Abbas calls on international community to intervene
Palestinian President Mahmoud Abbas published a statement supporting the hunger-striking prisoners and called on the international community to intervene before their medical condition deteriorates. The prisoners are at the top of the Palestinian leader's agenda, the statement said.
Abbas' statement was released as support rallies were being held in a number of cities in the West Bank, most notably in Ramallah, where more than 2,000 people marched through a few main streets before gathering in Yasser Arafgat Square.
Protesters waved Palestinian flags and pictures of prominent prisoners such as Marwan Barghouti, Karim Younes and of Ahmad Saadat, the secretary general of the Popular Front for the Liberation of Palestine. Some demonstrators announced that they plan to join the hunger strike, in an expression of solidarity with the prisoners.
'The Palestinian people declared today an intifada'
The head of prisoner affairs in the PLO, Issa Qaraqe, issued a warning about the implication of the steps being taken by the Israel Prison Service against the hunger-striking prisoners. "The Palestinian people, in every place where it lives, declared today that the prisoners' issue is sacred to it and that the occupation government will not enjoy quiet and security as long as it violates the rights of the Palestinian people and harms its prisoners. The Palestinian people declared today an intifada on behalf of the prisoners who are conducting a campaign whose foundation is a hunger strike for their rights and their dignity," Qaraqe said.

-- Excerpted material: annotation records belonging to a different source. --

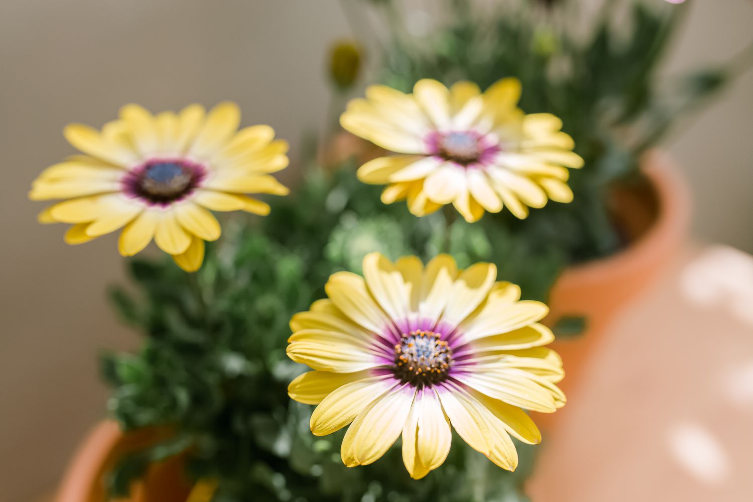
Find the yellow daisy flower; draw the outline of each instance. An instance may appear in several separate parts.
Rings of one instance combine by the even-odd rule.
[[[84,154],[45,169],[29,196],[66,199],[38,219],[73,224],[66,233],[69,244],[122,228],[118,248],[123,256],[154,239],[181,268],[197,270],[204,241],[220,236],[209,210],[267,214],[267,204],[245,194],[288,193],[269,175],[288,166],[288,143],[273,141],[269,126],[238,131],[239,123],[238,106],[224,102],[209,113],[191,105],[157,115],[128,105],[101,132],[71,124],[66,138]]]
[[[503,206],[519,218],[528,208],[569,202],[566,167],[583,166],[572,138],[550,114],[517,108],[520,82],[504,78],[481,93],[475,84],[450,89],[419,81],[413,94],[383,85],[366,90],[340,117],[353,134],[402,154],[364,164],[358,178],[386,184],[382,201],[407,199],[416,216],[452,203],[467,221]]]
[[[543,345],[547,312],[496,281],[496,267],[459,270],[441,254],[392,263],[366,256],[364,278],[330,277],[320,300],[291,320],[288,355],[314,371],[295,379],[291,398],[318,404],[314,434],[351,424],[341,448],[348,467],[370,464],[402,434],[403,460],[419,479],[444,461],[450,425],[471,446],[513,470],[511,436],[538,443],[523,409],[552,412],[565,403],[555,384],[562,360]]]

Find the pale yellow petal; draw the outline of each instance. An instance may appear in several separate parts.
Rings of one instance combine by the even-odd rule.
[[[184,154],[187,151],[204,123],[204,107],[201,105],[189,105],[178,114],[178,134],[175,145],[176,153]]]
[[[510,434],[529,445],[541,442],[541,433],[526,412],[480,392],[471,391],[471,394],[505,424]]]
[[[123,256],[133,256],[147,247],[154,236],[159,217],[151,211],[145,211],[126,225],[120,233],[117,248]]]
[[[152,155],[160,146],[157,123],[151,114],[139,105],[126,105],[120,108],[120,118],[128,126],[133,145],[144,157]]]
[[[204,241],[191,237],[188,248],[180,254],[173,254],[172,260],[186,272],[196,272],[204,261]]]
[[[474,351],[517,350],[540,347],[554,341],[554,334],[546,326],[534,323],[504,334],[490,335],[471,342]]]
[[[290,382],[288,395],[299,403],[319,404],[335,389],[370,376],[371,373],[368,370],[352,373],[309,371]]]
[[[450,90],[441,82],[430,78],[419,80],[413,86],[413,96],[437,129],[450,126]]]
[[[205,241],[216,241],[220,238],[220,222],[200,205],[187,202],[176,205],[173,211],[178,223],[197,237]]]
[[[457,326],[481,304],[489,294],[497,277],[497,267],[493,263],[475,263],[465,269],[458,276],[447,295],[447,306],[442,314],[442,321]]]
[[[178,223],[175,213],[168,211],[160,215],[154,232],[154,242],[166,253],[178,255],[188,249],[191,236]]]
[[[374,301],[360,275],[349,272],[332,274],[325,290],[337,309],[367,330],[380,333],[390,324],[389,318]]]
[[[87,223],[79,223],[75,225],[72,225],[66,232],[66,236],[63,239],[66,241],[66,244],[70,244],[75,245],[77,244],[84,244],[84,242],[88,242],[89,241],[96,239],[96,237],[93,237],[87,233],[87,227],[89,226]]]
[[[400,271],[376,252],[364,257],[363,270],[366,285],[382,309],[392,319],[404,318],[409,313],[410,300]]]
[[[84,154],[110,163],[128,167],[139,161],[136,153],[125,141],[105,139],[93,127],[72,123],[66,126],[63,135],[69,143]]]
[[[388,391],[365,412],[354,438],[354,454],[361,465],[372,464],[385,454],[403,430],[416,388],[410,384]]]
[[[458,276],[455,258],[439,254],[426,264],[421,281],[419,312],[422,317],[439,319],[447,303],[449,291]]]
[[[552,200],[565,203],[572,202],[572,190],[566,183],[554,178],[538,178],[536,181]]]
[[[465,169],[453,162],[438,166],[424,182],[426,196],[437,204],[449,204],[468,190]]]
[[[488,302],[476,317],[460,324],[463,339],[471,342],[485,336],[509,333],[536,323],[549,313],[541,302],[524,300],[509,303],[496,300]]]
[[[311,432],[316,436],[326,436],[340,431],[389,391],[394,382],[390,376],[373,376],[337,388],[322,400],[311,415]]]
[[[217,105],[207,114],[206,121],[197,135],[191,153],[200,158],[211,157],[230,140],[240,123],[240,109],[233,102]]]
[[[123,228],[140,214],[143,204],[133,201],[110,197],[102,201],[102,212],[87,227],[87,233],[93,237],[103,236]]]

Qadura Fares, the head of the Palestinian Prisoners Society and a close ally of Barghouti, said the campaign launched on Monday will mark a turning point in the prisoners' struggle that "opens a door to the start of a popular intifada for Palestinian national unity and the rights of the Palestinian people." The strike, Fares said, sends a clear message that, "the Palestinian people has not abandoned the path of resistance and that a hunger striker inside a prison must also have an effect outside its walls."
Knesset member Osama Saadia (Joint List) expressed support for the hunger strikers on behalf of the Higher Arab Monitoring Committee. "Israel is counting on disunity among the prisoners, but we are certain that all of the Palestinian prisoners are united in this campaign, which is a campaign for the liberty of the Palestinian people," he said.
Fadwa Barghouti, the wife of Marwan Barghouti, called on Palestinians to increase their support for the prisoners beyond the events of Palestinian Prisoners Day.
Lawmaker Aida Touma-Suliman (Joint List) applied on Monday to be permitted to visit Barghouti and requested the withdrawal of the order barring Israeli lawmakers from visiting Palestinian prisoners, issued by Public Security Minister Gilad Erdan.
The spokesman for Hamas' military wing Iz al-Din al-Qassa, Abu Obeida, said in a video aired on Monday in Gaza that the release of the Palestinian prisoners from Israeli prisons is a matter of time and is at a top priority for the group. He said Hamas is closely watching the strike and that it supports their cause.